Once we have split the discharge note raw text into tokens (words), removed punctuations, non-alphabetic, new line characters and carriage returns, we will filter out tokens that are stop words. These are the most common words that do not contribute to the deeper meaning of the phrase e.g. “is” ,”the” Some documents may benefit from stemming, i.e. process of reducing each word to its root or base. We noticed a significant amount of incorrect words when they have been reduced to their stems and so we are skipping this process.

After cleaning the data, we need to convert the discharge text to numbers. We may want to perform classification of documents, so each discharge summary from the admission is an input and a class label (“Readmission”) is the output for our predictive algorithm. Algorithms take vectors of numbers as input, therefore we need to convert documents to fixed-length vectors of numbers. For this project we will be utilizing the Bag-of-Words Model, or BoW. This model doesn’t focus about the order of words but focuses on the occurrence of words in a document or the degree to which they are present in encoded.
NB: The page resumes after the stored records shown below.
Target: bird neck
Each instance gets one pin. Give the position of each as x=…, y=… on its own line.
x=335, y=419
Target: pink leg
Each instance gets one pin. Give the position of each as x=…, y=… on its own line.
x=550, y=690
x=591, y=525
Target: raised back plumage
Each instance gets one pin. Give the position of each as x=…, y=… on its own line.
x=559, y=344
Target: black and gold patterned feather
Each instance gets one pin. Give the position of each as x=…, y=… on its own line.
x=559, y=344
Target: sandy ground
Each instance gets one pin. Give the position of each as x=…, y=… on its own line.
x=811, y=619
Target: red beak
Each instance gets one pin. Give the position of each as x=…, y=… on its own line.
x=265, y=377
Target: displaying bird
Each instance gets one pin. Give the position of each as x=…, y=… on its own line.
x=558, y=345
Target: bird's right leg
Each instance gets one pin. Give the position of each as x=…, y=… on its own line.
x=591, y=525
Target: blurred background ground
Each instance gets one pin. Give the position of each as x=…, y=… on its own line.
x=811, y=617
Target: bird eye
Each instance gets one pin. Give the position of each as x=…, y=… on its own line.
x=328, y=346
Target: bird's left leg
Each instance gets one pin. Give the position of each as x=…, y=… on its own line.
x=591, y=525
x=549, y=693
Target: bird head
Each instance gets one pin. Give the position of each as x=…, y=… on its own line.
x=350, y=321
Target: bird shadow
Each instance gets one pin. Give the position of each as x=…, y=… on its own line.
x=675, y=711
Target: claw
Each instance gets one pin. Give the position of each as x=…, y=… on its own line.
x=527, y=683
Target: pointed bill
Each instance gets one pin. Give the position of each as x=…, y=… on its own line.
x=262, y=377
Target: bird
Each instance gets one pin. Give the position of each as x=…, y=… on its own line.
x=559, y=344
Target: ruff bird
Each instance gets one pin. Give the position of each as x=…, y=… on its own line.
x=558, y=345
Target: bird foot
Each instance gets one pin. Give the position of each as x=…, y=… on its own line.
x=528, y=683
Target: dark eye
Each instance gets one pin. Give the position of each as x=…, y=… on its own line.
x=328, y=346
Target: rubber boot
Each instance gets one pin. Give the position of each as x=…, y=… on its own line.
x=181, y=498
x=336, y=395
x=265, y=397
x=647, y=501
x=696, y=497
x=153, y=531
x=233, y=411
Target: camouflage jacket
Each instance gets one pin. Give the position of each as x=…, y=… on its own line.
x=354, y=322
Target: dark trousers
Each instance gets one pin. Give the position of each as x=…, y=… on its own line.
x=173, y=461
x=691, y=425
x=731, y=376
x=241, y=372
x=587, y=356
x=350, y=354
“CountVectorizer” will be utilized to tokenize a collection of text documents, build a vocabulary of known words and also to encode new documents using that vocabulary. Here are the steps:

    1. Create an instance of the CountVectorizer class.
      vector = CountVectorizer(max_features = 3000, tokenizer = clean_tokenize, stop_words = stop_words)
      
    1. Call the fit() function in order to learn a vocabulary from one or more documents.
      vector.fit(df_train.TEXT.values)
      
    1. Call the transform() function on one or more documents as needed to encode each as a vector.
      X_train_tf = vect.transform(df_train.TEXT.values)
      X_valid_tf = vect.transform(df_valid.TEXT.values)
      

      The encoded vector is returned with a length of the entire vocabulary and an integer count for the number of times each word appeared in the document. The encoded vectors can then be used directly with a machine learning algorithm.